- Born: 1961 (age 63–64)
- Education: University of Oregon (Ph.D.)
- Occupations: Linguist; professor;

= Carol Genetti =

American linguist

Carol E. Genetti (born 1961) is an American linguist who is known for her research into Tibeto-Burman languages and languages of the Himalayans.

== Academic career ==
Genetti earned her Ph.D. in Linguistics in 1990 from the University of Oregon. Genetti is an emerita professor from the University of California, Santa Barbara, where she was a faculty member in the Department of Linguistics until 2020. Between 2013 and 2020 she was also the Dean of the UCSB Graduate Division, and she served as Chair of the Department of Linguistics from 1999-2005. Genetti now serves as the Vice Provost for Graduate and Postdoctoral Programs at NYU Abu Dhabi, United Arab Emirates.

Her work into Newar language is the first comprehensive grammar, focusing on the Dolakhae dialect. Her investigation into languages of the Indosphere has increased understanding of many typological features, including auxiliaries.

In 2008, she founded InField (now called CoLang), an international training workshop in field linguistics and language documentation. (See papers in Grenoble and Furbee.) She served as Director of the first InField when it was hosted by the University of California, Santa Barbara. InField/CoLang has provided significant training/support for documentation of endangered languages in North America and worldwide.
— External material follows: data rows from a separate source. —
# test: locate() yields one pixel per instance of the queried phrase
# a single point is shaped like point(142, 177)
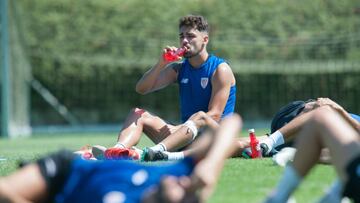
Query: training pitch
point(242, 180)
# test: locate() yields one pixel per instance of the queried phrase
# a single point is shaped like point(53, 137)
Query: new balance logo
point(185, 80)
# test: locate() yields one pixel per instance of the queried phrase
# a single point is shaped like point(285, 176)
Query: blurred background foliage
point(90, 53)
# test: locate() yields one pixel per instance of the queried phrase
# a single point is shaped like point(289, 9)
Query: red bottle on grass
point(174, 55)
point(254, 145)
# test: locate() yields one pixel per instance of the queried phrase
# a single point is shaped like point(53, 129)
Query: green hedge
point(90, 53)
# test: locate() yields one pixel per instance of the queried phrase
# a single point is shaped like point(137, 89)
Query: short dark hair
point(195, 21)
point(286, 114)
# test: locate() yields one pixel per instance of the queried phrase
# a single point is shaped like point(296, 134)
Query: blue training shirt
point(195, 88)
point(116, 181)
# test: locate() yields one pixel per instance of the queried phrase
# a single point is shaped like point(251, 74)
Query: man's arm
point(158, 77)
point(222, 81)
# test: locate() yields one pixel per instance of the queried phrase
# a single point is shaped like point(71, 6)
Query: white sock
point(333, 194)
point(288, 183)
point(159, 147)
point(119, 145)
point(274, 140)
point(173, 156)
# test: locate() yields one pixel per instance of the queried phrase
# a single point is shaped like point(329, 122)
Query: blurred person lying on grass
point(283, 134)
point(324, 127)
point(64, 177)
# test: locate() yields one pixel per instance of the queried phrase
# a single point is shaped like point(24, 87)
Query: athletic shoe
point(151, 155)
point(265, 151)
point(98, 152)
point(121, 153)
point(284, 156)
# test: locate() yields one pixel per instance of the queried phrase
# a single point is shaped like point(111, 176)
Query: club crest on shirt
point(185, 80)
point(204, 82)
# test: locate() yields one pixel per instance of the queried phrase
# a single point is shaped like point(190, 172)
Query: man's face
point(309, 106)
point(194, 40)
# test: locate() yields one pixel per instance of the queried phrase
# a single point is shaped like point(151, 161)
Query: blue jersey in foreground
point(116, 181)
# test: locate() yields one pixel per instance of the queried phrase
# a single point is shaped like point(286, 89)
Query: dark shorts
point(352, 186)
point(55, 168)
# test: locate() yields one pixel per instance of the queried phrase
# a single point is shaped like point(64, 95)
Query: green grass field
point(242, 180)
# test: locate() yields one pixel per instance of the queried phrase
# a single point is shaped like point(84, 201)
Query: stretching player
point(324, 127)
point(282, 133)
point(206, 83)
point(62, 178)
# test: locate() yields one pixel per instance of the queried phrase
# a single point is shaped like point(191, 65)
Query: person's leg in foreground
point(325, 128)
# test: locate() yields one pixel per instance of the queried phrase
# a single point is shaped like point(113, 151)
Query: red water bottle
point(254, 145)
point(173, 55)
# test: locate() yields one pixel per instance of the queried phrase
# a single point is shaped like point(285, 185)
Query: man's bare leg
point(139, 121)
point(326, 128)
point(24, 186)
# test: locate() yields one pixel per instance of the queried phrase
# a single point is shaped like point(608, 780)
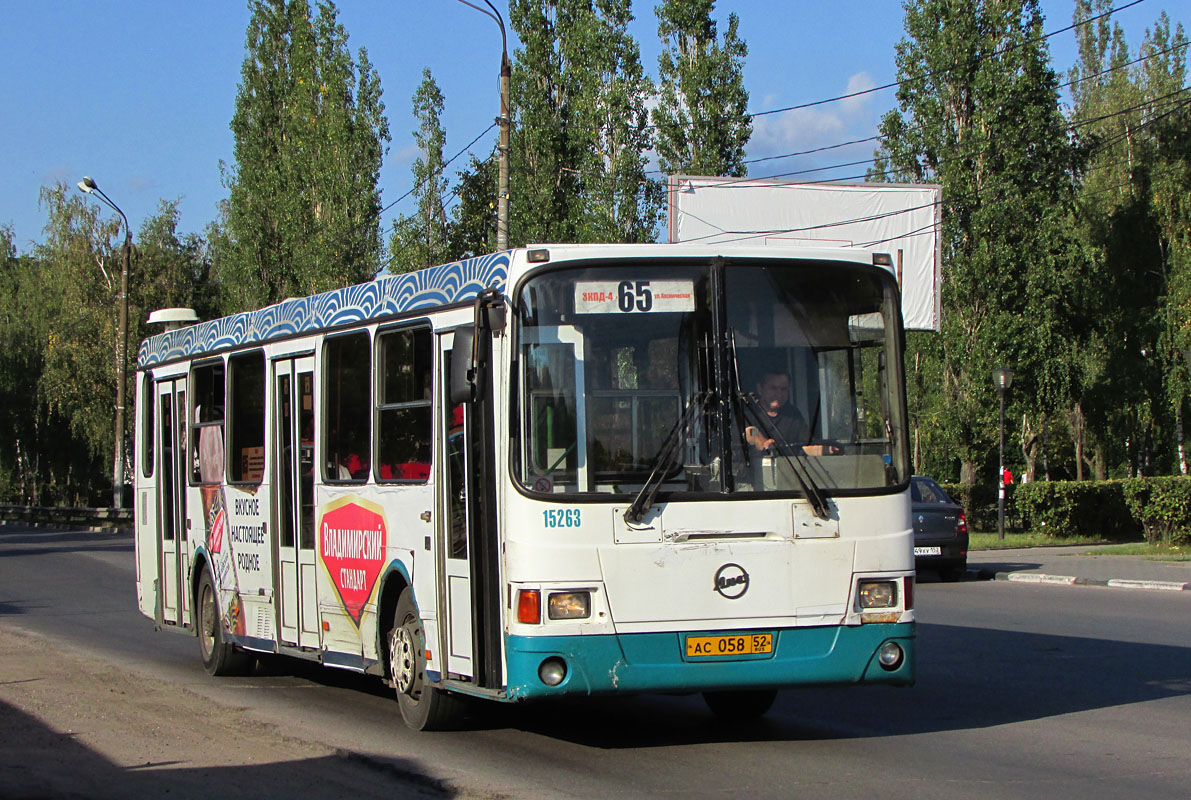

== Awards and distinctions ==
- 2011. Distinguished visiting fellow, the Cairns Institute, James Cook University, Cairns, Australia.
- 2011. Chair, Committee on Endangered Languages and their Preservation, Linguistic Society of America
- 2009. Inaugural Georg von der Gabelentz Award, Association for Linguistic Typology (for A Grammar of Dolakha Newar)

==Publications==
- 2014. How Languages Work: An Introduction to Language and Linguistics. Cambridge: Cambridge University Press. (Editor) ISBN 9781108454513
- 2013. (with Rebekka Siemens). Training as Empowering Social Action: An Ethical Response to Language Endangerment: Language Death, Endangerment, Documentation, and Revitalization. ed. by Edith Moravcsik and Kathleen Wheatley. New York: John Benjamins. https://doi.org/10.1075/slcs.142.04gen
- 2013. Tense-Aspect Morphology from Nominalizers in Newar. Functional-Historical Approaches to Explanation, ed. by Tim Thornes, Erik Andvik, Gwendolyn Hyslop, and Joana Jansen. (Typological Studies in Language 103.) John Benjamins. https://doi.org/10.1075/tsl.103.10gen
- 2011. The Tapestry of Dolakha Newar: Chaining, Embedding, and the Complexity of Sentences. Linguistic Typology 15. 5-24. https://doi.org/10.1515/lity.2011.002
- 2008. Syntactic Aspects of Nominalization in Five Tibeto-Burman Languages of the Himalayan Area. With Ellen Bartee, A. R. Coupe, Kristine Hildebrandt, and You-Jing Lin. Linguistics of the Tibeto-Burman Area 31(2), 97-144.